“Su huida ha acabado, convoque elecciones cuanto antes” ha exhortado Pablo Casado a Pedro Sánchez en este debate de unos más que probables nonatos Presupuestos Generales del Estado. En un vivo y, en muchas ocasiones, durísimo enfrentamiento con la ministra de Hacienda, María Jesús Montero, el líder del PP ha proclamado que este Gobierno “da las últimas bocanadas, agoniza entre estertores”, todo ello con el telón de fondo de unas hipotéticas elecciones generales para el próximo mes de abril.

 

 

Dice Casado que los socialistas “no dan la talla” y España “merece un gobierno mejor que el que representan”, por lo que ha insistido en exigir a un silente Sánchez que “no alargue la agonía, convoque elecciones. España le queda demasiado grande”.

Pistoletazo electoral

Esta sesión parlamentaria se ha convertido en una especie de pistoletazo electoral aunque Génova siga insistiendo de que no va a haber comicios a corto plazo. Casi de lo que menos se ha hablado ha sido de las cuentas del Estado y Pablo Casado ha seguido esa estela porque el grueso de su intervención  lo ha constituido una andanada contra las negociaciones de Pedro Sánchez con un independentismo que necesitaba para aprobar las cuentas.
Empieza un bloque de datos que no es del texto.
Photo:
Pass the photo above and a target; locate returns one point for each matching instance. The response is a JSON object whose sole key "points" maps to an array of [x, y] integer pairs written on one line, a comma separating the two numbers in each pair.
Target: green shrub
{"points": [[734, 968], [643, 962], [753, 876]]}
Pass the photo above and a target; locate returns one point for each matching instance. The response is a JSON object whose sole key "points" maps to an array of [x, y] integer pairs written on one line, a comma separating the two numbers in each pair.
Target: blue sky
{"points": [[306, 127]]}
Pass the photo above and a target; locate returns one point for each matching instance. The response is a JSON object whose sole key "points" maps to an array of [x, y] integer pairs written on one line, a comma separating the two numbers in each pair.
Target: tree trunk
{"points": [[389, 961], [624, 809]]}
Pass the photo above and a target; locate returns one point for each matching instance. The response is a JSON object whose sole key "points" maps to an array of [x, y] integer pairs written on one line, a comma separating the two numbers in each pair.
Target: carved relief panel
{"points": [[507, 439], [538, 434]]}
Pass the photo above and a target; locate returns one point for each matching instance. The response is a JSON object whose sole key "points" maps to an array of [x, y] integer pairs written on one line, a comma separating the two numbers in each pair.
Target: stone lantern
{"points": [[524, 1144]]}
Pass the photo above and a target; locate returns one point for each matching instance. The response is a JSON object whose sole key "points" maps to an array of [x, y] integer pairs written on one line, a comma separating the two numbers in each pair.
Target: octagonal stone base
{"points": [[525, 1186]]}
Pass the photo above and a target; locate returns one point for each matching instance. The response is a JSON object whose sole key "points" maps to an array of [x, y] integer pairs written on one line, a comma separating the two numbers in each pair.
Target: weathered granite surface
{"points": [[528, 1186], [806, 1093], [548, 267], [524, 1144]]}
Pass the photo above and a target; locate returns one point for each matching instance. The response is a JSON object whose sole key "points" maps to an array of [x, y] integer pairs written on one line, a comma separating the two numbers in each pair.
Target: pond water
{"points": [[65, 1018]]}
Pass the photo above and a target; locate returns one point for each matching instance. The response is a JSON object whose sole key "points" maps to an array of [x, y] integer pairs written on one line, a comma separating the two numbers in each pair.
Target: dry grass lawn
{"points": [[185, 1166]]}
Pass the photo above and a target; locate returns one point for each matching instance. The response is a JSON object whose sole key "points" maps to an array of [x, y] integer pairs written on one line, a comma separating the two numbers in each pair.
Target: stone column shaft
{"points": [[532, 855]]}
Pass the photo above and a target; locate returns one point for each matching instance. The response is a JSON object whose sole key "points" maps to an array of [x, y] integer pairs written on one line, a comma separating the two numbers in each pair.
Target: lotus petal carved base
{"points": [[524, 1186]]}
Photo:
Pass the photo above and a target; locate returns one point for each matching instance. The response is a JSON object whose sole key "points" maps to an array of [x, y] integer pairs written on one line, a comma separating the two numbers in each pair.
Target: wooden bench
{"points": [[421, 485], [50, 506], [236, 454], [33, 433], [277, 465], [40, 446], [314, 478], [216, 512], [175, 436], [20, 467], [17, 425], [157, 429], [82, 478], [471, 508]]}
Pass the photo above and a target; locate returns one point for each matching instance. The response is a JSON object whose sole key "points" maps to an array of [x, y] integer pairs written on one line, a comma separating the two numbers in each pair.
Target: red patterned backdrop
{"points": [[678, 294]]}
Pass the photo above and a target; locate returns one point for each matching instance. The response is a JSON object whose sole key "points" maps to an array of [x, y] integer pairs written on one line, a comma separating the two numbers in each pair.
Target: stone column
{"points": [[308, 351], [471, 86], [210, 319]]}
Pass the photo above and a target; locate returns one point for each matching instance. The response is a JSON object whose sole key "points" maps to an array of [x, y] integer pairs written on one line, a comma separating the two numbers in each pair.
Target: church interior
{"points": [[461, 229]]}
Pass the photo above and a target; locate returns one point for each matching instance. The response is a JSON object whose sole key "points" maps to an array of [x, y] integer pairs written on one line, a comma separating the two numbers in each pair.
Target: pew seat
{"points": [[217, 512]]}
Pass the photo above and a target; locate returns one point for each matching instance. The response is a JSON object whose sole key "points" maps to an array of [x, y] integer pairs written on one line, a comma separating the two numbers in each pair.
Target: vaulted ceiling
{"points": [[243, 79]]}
El líder del PP ha destacado el “papelón” de un Ejecutivo que considera “herido de muerte” como un pescado “que empieza a oler” No se cree Casado el argumento de que Moncloa ha roto el diálogo con el independetismo por exigir la autodeterminación sino que esa fue una de las condiciones, que “pactaron debajo de la mesa”, para que le apoyaran la moción de censura que descabalgó a Mariano Rajoy de la presidencia del Gobierno.Y sobre un adelanto electoral, ha dicho que “si van a convocar elecciones, bienvenidas sean”.

“Qué escándalo que los independentistas sean independentistas, ha dicho en otro momento de su intervención para pasar a denunciar una política presupuestaria “vinculada con el procés”, vinculada con “el mayor golpe a la democracia desde el 23-F”.

Reivindicación de Rajoy

Por contra, Casado ha elogiado la tarea de Rajoy, que, a su juicio, es la que ha permitido que los cabecillas del procés estén a disposición de la justicia”, que encabezó el Gobierno que aplicó el 155 e hizo posible que las Fuerzas de Seguridad del Estado “cumplieran con su obligación, pusieran orden, mientras partidos esta cámara le insultaban”.  Además, ha acusado a Sánchez de haber ocultado el documento 21 medidas que en una “fantasmagórica cumbre de Pedralbes como dos jefes de Estado”, le entegró el presidente de la Generalitat, Quim Torra.

En definitiva, la línea política de Pedro Sánchez “coincide con el procés”, y ha recordado que en la única reunión en Moncloa entre ambos, el pasado agosto, “ofrecimos acuerdos para frenar escalada independentista con la aplicación del artículo 155, pero la respuesta se conoció: presupuestos con Podemos y negociaciones con líderes independentistas”.

En su réplica, una combativa ministra de Hacienda, le ha acusado de usar un “lenguaje guerracivilista que lo iguala a la ultraderecha” para pasar a afearle la retahíla de insultos que le dedicó a Sánchez tras conocer la aceptación, por parte del Gobierno, de la figura del relator en su diálogo con el secesionismo. Montero, -para quien Casado es “una mala copia de Aznar”-, ha rebatido las acusaciones de que el Ejecutivo haya cedido ante la Generalitat. “¿Concesiones del Gobierno?, ni una”, le ha espetado al líder del PP.

El milagro económico del PP está en cárcel”, afirma la ministra en alusión a Rato

A continuación, ha recordado la titular de Hacienda que el partido que gobernaba cuando Carles Puigdemont huyó de España o cuando se celebraron las consultas ilegales del 9-N y del 1-O era el PP y que, en lugar de arremeter contra el Ejecutivo “elegimos la lealtad institucional” al tiempo que ha reiterado la disponibilidad de Moncloa a “intentar con diálogo superar el desafío independentista”.

Pero el momento más duro ha sido cuando Montero no ha tenido empacho en afirmar que “el milagro económico del PP está en la cárcel”, en alusión al ex vicepresidente Rodrigo Rato tras acusarla Casado de haber sido consejera del Ejecutivo andaluz durante el escándalo de los Eres o de tener en su haber los índices más altos de desempleo de una comunidad autónoma.

Casado le ha replicado su preferencia a estar en la oposición a ser presidente del Gobierno “en el sistema de pretenden imponernos los independentistas. El problema es que (Sánchez) prefiere seguir en la poltrona del gobierno incluso a cambio de romper España”.